With the holidays here, cybercriminals see this season as the perfect opportunity to take advantage of all the bustle and gain access to personal information, steal money and credit card information, and compromise accounts (certainly landing themselves on the naughty list).
While you should always practice online safety and security throughout the year, Information Technology Services wants to encourage everyone to take extra precautions during the holidays — especially if you drop your guard when you get excited about scoring a hard-to-find gift or a great deal.
Scammers are always trying to find ways to trick innocent consumers into providing information, but one of the latest tricks is QR Code phishing, or quishing, and it’s considered the next best thing in social engineering.
Quishing is when a person receives an email with a QR code or scans a QR code, which opens the door for criminals to get them to share their personal information or download malware onto their devices.
What You Should Know
- Quishing works just like traditional phishing.
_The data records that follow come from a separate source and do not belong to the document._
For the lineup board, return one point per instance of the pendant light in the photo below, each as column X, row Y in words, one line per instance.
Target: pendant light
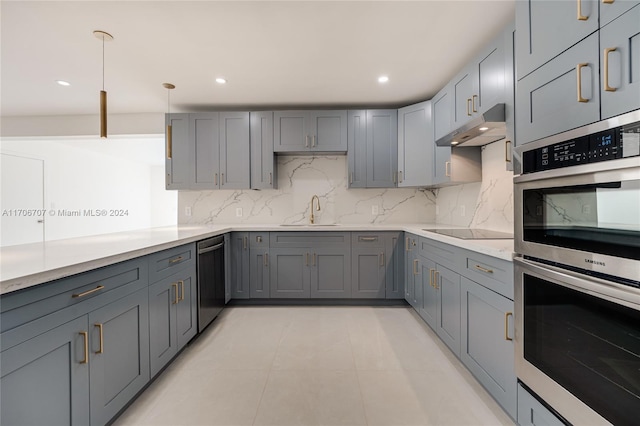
column 104, row 36
column 169, row 88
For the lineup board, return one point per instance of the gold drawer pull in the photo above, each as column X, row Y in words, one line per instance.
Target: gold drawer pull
column 101, row 348
column 88, row 292
column 480, row 268
column 506, row 326
column 85, row 336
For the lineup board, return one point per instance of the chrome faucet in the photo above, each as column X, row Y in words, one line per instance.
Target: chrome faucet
column 312, row 218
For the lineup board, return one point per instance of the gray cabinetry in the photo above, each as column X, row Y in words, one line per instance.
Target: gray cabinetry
column 620, row 63
column 548, row 28
column 487, row 346
column 373, row 148
column 320, row 131
column 263, row 160
column 240, row 281
column 560, row 95
column 415, row 145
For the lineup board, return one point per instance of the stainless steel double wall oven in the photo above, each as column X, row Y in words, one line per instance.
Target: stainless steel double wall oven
column 577, row 271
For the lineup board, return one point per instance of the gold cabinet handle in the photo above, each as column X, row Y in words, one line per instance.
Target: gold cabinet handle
column 581, row 17
column 606, row 69
column 507, row 157
column 85, row 336
column 88, row 292
column 101, row 347
column 506, row 326
column 169, row 142
column 480, row 268
column 175, row 287
column 579, row 78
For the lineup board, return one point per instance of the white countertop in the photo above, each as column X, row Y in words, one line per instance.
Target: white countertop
column 27, row 265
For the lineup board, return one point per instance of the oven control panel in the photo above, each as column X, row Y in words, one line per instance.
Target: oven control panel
column 619, row 142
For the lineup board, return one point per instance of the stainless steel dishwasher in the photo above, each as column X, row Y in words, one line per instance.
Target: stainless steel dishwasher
column 211, row 280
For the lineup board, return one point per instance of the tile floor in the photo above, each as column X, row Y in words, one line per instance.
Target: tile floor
column 315, row 366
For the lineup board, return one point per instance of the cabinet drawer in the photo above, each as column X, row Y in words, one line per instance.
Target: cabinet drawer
column 309, row 239
column 167, row 262
column 258, row 240
column 495, row 274
column 96, row 288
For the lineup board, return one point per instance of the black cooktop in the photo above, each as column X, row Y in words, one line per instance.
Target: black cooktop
column 472, row 234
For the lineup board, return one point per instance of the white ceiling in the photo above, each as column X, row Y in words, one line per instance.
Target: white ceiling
column 290, row 53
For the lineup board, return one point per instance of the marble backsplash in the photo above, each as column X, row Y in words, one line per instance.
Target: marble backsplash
column 299, row 178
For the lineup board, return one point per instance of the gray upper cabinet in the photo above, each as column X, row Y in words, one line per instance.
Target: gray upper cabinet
column 178, row 157
column 234, row 150
column 415, row 145
column 263, row 161
column 314, row 131
column 620, row 62
column 562, row 94
column 548, row 28
column 373, row 148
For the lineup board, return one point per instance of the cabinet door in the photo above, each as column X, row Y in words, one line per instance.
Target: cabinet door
column 368, row 273
column 487, row 348
column 240, row 265
column 235, row 171
column 547, row 28
column 290, row 132
column 357, row 149
column 119, row 354
column 415, row 145
column 429, row 306
column 447, row 285
column 205, row 142
column 178, row 158
column 44, row 380
column 290, row 277
column 382, row 148
column 547, row 100
column 331, row 273
column 328, row 130
column 620, row 66
column 187, row 308
column 263, row 161
column 163, row 343
column 259, row 274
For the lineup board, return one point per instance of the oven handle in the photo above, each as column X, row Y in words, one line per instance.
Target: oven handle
column 608, row 290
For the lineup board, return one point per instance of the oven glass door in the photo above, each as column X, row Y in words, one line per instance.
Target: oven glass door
column 588, row 345
column 599, row 218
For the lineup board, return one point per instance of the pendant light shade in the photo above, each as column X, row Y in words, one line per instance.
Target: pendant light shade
column 104, row 36
column 169, row 88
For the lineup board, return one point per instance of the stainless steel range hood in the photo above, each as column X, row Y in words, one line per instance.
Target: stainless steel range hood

The scammers ask for information like your username and password or a Two-Factor Authentication (2FA) code. The only difference is the request is made through a QR code.
- Practicing online safety and security year-round is important to keep yourself protected. Increasing your awareness during the holidays is necessary to combat cybercriminals increasing their attacks.
- Legitimate businesses do not send emails asking you to confirm your purchase or account information. Do not send your personal information by email or through a link in an email.
What You Should Do
- Delete emails from strangers. Criminals send emails with links or attachments designed to scam you.
- Never give out or share your username and password or provide a 2FA code. Criminals use the information to compromise your account.
- In person, check QR codes to make sure they have not been tampered with or have not been covered up with stickers. Criminals will cover legitimate QR codes with fake ones.
- Check to make sure a site is legitimate before you share your information, including your address and payment method.
Best Practices
- Always check links to make sure they are legitimate. Whether it is a QR code or a link in an email, examine the URL to make sure it goes to the correct site. Scammers often misspell the correct site’s name by changing a letter or two.
- Use a different username and password for every site you make purchases, and use 2FA if available.
- Make sure the site you are using is secure and your information is encrypted. The URL should start with https and show a padlock icon that is closed.
- Never scan QR codes from strangers whether in person or in an email.
Taking these simple steps can ruin the holidays for scammers, and help you have a happy and safe holiday season.
The above information about quishing and online holiday safety and security was compiled from Cybersecurity & Infrastructure Security Agency (CISA), Microsoft, SANS, and the National Cybersecurity Alliance.